Some parts of it I shall never answer. Your allusions to
departed angels I think in bad taste.
I do not like Theo.'s indolence, or the apologies which are made for
it. Have my directions been pursued with regard to her Latin and
geography?
Your plan and embellishment of my mode of life are fanciful, are
flattering, and inviting. We will endeavour to realize some of it.
Pray continue to write, if you can do it with impunity. I bless Sir
J., who, with the assistance of Heaven, has thus far restored you.
In the course of this scrawl I have been several times called to vote,
which must apologize to you for its incoherence. Adieu.
A. BURR.
TO MRS. BURR.
Philadelphia, 16th February, 1793.
A line of recollection will, I am sure, be more acceptable than
silence.

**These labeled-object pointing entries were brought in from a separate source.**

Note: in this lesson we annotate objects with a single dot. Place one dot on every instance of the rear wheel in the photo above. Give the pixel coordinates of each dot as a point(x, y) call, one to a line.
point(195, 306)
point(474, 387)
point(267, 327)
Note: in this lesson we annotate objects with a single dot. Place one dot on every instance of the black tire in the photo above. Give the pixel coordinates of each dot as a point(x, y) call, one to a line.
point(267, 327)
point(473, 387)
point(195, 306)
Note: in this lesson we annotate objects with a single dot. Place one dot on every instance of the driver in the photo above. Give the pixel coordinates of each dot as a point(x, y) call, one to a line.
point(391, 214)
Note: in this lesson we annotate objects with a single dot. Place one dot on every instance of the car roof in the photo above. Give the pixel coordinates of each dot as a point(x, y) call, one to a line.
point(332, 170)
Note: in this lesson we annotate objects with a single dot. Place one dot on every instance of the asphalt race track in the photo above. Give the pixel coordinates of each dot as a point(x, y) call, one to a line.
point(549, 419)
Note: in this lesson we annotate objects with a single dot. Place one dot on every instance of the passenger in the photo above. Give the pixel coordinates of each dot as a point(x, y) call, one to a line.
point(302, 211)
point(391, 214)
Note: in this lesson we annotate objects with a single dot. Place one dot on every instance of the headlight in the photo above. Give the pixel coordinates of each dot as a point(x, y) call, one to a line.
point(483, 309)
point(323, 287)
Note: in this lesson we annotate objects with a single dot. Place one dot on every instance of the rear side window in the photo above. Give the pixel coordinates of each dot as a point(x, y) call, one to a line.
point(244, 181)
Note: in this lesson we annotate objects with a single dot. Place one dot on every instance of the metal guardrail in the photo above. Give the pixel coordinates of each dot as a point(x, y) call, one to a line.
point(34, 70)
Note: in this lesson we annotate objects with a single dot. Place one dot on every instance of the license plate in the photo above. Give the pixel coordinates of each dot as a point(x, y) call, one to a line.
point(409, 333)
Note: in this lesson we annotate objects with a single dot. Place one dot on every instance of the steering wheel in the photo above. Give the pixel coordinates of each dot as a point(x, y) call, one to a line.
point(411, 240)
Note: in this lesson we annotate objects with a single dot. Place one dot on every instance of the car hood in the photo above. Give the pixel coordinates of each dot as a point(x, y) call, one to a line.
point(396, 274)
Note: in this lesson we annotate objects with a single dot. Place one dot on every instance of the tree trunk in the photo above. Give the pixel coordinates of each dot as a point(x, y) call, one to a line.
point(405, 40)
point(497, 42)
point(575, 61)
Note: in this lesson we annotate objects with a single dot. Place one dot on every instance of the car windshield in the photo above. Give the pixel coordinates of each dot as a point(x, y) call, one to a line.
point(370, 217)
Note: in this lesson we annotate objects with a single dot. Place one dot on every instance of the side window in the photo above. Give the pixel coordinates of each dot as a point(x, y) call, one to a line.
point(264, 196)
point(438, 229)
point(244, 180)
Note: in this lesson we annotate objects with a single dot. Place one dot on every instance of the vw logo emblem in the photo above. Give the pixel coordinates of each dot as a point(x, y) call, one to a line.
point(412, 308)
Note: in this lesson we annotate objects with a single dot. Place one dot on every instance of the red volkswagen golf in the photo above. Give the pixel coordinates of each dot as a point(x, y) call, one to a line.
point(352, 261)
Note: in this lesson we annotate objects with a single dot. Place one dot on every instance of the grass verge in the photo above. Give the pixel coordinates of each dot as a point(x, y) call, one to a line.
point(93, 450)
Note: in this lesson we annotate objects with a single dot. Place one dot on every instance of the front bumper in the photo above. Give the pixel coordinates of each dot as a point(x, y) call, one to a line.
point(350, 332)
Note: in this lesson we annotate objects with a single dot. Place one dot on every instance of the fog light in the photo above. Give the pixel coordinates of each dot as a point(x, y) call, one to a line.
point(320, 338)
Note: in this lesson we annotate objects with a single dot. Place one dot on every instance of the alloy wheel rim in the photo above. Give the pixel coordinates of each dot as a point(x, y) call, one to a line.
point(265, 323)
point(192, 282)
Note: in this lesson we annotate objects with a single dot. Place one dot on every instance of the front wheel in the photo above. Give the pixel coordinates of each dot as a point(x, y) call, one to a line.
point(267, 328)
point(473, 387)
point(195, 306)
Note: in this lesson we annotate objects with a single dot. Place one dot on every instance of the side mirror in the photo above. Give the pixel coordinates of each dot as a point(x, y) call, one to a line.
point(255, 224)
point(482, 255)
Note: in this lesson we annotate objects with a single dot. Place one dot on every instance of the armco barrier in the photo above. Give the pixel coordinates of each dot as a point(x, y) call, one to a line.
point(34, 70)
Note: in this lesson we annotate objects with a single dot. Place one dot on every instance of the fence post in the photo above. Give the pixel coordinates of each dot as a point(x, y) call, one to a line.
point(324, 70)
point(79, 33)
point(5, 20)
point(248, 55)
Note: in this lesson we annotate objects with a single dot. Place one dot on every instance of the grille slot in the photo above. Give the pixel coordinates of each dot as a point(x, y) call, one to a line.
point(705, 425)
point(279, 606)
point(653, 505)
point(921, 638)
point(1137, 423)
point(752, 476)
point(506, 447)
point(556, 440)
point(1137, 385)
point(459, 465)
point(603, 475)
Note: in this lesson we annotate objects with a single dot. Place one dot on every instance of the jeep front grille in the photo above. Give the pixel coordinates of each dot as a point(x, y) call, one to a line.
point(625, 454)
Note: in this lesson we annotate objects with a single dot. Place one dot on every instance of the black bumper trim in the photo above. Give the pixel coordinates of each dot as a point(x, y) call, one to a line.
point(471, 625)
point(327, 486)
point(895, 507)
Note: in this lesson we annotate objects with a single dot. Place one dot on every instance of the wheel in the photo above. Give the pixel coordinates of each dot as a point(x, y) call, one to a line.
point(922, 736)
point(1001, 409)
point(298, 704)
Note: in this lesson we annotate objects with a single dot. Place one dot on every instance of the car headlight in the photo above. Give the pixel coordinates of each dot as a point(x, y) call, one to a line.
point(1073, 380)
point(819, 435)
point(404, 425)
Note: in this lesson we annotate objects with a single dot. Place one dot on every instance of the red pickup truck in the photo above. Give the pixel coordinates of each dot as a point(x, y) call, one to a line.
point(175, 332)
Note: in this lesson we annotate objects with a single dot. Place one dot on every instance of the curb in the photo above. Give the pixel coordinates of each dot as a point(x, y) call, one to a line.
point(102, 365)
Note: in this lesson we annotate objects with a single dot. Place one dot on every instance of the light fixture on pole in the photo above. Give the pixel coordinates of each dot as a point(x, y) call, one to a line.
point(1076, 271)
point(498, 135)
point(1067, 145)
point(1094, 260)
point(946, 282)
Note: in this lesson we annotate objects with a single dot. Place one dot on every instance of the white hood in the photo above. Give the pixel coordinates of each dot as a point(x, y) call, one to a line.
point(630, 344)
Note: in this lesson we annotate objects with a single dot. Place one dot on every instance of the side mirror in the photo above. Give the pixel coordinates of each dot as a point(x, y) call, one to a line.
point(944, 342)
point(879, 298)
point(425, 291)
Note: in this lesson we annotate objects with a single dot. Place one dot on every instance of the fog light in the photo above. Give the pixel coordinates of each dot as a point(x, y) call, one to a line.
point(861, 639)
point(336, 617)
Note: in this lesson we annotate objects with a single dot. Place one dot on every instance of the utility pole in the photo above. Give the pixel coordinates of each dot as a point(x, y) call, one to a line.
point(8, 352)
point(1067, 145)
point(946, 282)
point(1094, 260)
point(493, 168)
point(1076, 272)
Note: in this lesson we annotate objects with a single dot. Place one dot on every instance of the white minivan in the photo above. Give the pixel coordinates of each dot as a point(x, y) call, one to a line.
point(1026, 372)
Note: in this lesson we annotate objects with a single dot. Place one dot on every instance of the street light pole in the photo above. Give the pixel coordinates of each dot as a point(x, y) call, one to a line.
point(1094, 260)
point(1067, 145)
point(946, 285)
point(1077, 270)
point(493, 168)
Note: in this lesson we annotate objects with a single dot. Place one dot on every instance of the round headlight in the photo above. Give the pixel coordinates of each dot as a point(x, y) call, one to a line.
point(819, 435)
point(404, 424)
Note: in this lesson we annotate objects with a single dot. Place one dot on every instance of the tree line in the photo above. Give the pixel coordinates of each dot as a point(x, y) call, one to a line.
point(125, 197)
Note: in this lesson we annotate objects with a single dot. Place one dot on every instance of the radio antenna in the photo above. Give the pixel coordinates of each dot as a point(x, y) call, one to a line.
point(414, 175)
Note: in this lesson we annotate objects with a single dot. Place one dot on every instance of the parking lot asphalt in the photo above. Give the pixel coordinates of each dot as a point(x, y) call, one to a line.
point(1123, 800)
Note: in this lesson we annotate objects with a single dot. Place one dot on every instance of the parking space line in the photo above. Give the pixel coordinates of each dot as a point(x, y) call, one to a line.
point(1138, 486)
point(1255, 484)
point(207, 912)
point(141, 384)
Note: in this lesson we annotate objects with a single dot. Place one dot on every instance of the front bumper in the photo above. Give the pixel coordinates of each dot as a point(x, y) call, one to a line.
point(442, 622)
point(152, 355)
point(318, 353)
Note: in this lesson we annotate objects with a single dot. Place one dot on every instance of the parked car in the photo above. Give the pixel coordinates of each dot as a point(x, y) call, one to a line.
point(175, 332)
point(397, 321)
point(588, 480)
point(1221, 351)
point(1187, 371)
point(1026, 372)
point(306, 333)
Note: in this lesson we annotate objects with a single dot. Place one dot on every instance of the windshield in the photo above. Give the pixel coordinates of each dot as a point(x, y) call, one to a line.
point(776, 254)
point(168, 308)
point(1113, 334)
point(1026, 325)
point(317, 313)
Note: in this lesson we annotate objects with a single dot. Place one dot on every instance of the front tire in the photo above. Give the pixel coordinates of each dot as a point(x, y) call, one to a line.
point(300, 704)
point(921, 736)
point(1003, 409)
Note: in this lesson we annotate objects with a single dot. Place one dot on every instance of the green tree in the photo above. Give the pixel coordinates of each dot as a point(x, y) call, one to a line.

I consider myself as largely in your debt, and shall of
necessity remain so.
You have heard me speak of a Miss Woolstonecraft, who has written
something on the French revolution; she has also written a book
entitled "_Vindication of the rights of Woman_." I had heard it spoken
of with a coldness little calculated to excite attention; but as I
read with avidity and prepossession every thing written by a lady, I
made haste to procure it, and spent the last night, almost the whole
of it, in reading it. Be assured that your sex has in _her_ an able
advocate. It is, in my opinion, a work of genius.